A Leak in the Talent Pipeline
Gaps in the way boys and girls are socialized in terms of technology create leaks in the talent pipeline that only widens with race. Jasmine Fernandez, one of the young women NPR wrote about in their article, was placed at Facebook and quickly realized she was one of the few people of color working in her department. This experience can feel alienating and deter some from pursing their career of choice—in addition to the fact that often these women are discouraged from pursing tech as a career, as the startup nature of it can be very unstable—startups open and fail every day. People self-select—meaning, they won’t typically pursue careers that seem stacked against them. To succeed in these roles, they need models of success from others like them.
How Can We Change This?
Most hiring managers and CEOs want to change this gender gap, but aren't sure where to begin. A key element is mentorship.
Mentorship is Vital
Members of the tech community are challenging one another to provide strong mentorship for young women. Raquel Vélez, a mentor in the Girls Who Code program, said "One of my favorite quotes ever is, 'You can't be it if you can't see it.’ Believe me, I have like 25 mentors, and it's the only way I can make it through, because so often I'm the only one."
Mentorship can help young people picture themselves in the future as leaders in the tech industry.
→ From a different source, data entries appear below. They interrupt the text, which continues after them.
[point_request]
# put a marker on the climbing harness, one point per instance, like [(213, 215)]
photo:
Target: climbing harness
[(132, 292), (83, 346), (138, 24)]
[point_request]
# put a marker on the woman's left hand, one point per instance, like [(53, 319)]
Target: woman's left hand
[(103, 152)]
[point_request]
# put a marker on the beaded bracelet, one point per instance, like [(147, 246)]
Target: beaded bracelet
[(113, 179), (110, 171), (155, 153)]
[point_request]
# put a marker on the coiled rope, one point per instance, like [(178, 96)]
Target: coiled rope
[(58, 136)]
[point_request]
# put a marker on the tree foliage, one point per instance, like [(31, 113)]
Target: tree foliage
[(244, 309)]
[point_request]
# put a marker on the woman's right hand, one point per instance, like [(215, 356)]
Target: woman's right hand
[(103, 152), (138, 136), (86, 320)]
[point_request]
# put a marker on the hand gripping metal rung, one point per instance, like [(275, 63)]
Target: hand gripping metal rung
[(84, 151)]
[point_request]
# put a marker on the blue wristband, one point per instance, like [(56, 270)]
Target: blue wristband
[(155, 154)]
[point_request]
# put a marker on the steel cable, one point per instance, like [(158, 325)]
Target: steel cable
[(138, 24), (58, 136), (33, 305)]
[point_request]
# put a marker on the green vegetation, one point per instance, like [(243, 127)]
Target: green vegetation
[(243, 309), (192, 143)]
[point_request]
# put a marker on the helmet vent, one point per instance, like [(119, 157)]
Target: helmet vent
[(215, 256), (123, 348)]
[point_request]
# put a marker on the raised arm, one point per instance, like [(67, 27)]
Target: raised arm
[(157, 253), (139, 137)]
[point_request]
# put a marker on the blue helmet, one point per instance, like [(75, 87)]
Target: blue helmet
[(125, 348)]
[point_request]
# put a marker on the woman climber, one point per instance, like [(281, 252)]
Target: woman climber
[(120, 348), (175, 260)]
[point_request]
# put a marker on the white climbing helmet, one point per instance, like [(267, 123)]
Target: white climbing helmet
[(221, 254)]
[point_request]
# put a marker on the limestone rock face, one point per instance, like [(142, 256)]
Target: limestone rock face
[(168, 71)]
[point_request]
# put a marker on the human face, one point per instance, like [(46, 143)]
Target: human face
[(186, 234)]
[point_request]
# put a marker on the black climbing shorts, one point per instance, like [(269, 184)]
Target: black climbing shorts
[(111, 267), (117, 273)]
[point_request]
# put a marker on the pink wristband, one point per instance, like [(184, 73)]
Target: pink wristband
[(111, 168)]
Equally important, however, is continued support once those individuals are placed in the industry. Silicon Valley is described as a “boys’ club whose networks tend to stay white, male, and affluent.” Some companies are combating this by using computer programs to avoid hiring biases such as subconscious discrimination based on school attended or last name.
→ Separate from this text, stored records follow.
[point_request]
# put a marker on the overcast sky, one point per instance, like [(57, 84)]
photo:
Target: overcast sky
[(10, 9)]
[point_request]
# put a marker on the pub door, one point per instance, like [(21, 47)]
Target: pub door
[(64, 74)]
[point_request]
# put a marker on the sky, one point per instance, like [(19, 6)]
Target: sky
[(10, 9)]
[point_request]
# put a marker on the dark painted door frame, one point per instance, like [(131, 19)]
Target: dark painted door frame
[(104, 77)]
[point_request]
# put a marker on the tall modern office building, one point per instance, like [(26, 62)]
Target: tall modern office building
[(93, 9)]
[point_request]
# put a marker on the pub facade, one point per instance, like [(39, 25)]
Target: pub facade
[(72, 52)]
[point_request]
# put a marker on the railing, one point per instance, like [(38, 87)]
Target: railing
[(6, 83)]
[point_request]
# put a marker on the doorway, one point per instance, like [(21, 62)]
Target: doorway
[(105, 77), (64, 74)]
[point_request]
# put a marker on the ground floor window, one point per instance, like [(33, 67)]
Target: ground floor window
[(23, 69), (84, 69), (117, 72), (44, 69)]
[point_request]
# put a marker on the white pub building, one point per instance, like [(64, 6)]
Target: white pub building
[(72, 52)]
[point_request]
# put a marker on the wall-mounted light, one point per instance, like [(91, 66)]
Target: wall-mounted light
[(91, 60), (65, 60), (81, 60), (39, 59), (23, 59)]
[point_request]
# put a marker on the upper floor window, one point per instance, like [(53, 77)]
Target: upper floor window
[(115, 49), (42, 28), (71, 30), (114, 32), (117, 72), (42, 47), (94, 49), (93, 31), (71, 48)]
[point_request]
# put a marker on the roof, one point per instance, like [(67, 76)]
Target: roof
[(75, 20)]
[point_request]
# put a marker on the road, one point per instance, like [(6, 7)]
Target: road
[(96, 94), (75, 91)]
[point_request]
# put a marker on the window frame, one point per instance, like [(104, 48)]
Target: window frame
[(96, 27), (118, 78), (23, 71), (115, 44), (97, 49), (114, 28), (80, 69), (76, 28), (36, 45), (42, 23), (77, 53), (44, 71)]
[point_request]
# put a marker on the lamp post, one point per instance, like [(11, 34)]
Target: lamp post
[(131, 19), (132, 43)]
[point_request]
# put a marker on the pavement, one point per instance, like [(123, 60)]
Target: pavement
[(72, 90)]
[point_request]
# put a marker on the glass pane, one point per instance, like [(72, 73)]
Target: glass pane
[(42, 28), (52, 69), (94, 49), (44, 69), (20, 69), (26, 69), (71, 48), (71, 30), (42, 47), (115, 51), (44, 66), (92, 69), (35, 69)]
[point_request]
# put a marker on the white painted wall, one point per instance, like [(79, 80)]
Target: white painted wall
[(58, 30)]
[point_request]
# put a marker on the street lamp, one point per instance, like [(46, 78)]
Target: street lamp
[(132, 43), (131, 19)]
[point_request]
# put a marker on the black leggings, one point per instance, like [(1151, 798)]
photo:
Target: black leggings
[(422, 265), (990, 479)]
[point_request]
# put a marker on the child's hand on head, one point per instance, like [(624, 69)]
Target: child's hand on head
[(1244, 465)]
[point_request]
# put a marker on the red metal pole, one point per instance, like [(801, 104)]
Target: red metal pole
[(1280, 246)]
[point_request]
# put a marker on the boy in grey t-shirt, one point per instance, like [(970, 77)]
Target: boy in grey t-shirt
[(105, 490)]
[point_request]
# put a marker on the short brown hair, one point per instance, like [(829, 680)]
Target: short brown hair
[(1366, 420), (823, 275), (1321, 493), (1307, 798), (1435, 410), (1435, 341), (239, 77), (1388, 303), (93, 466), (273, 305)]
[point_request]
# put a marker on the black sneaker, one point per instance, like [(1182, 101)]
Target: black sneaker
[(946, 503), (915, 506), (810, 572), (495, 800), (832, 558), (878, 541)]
How Do We Create Role Models? The Path Isn't Totally Clear
In order to have mentors for young people, though, they have to be created. The solution to finding these role models is complicated—and the solution isn’t entirely figured out yet. “In a way, the push for diversity in tech is still so new, it's often treated as a cause or a mission — and fighting for a cause and running a business aren't the same. At the end of the day, Atipica and Opternative weren't founded to heal Silicon Valley's diversity problem — but to fill what they see as a market need,” NPR said. However, some companies, such as Intel and Twitter, have started to release hiring goals. These goals make diversity a quantifiable term, making diverse hiring someone’s responsibility, rather than just a blanket statement included in a company’s vision.
Skilled Tech is, and Will Continue to be, in High Demand
Skilled tech workers are in high demand; and will only become more needed in coming years. Bridging the gender gap in tech is a great start to help fill that demand. "We're going to have a jobs deficit that is so huge, that if we don't fill it, we're going to have severe economic consequences. Women and everybody who's currently underrepresented in the tech industry has to gain those skill sets, because otherwise, it will not go well for any of us,” Diversity Advocate Deldelp Medina said in an interview.
Increasing the number of skilled tech workers can only help the tech world.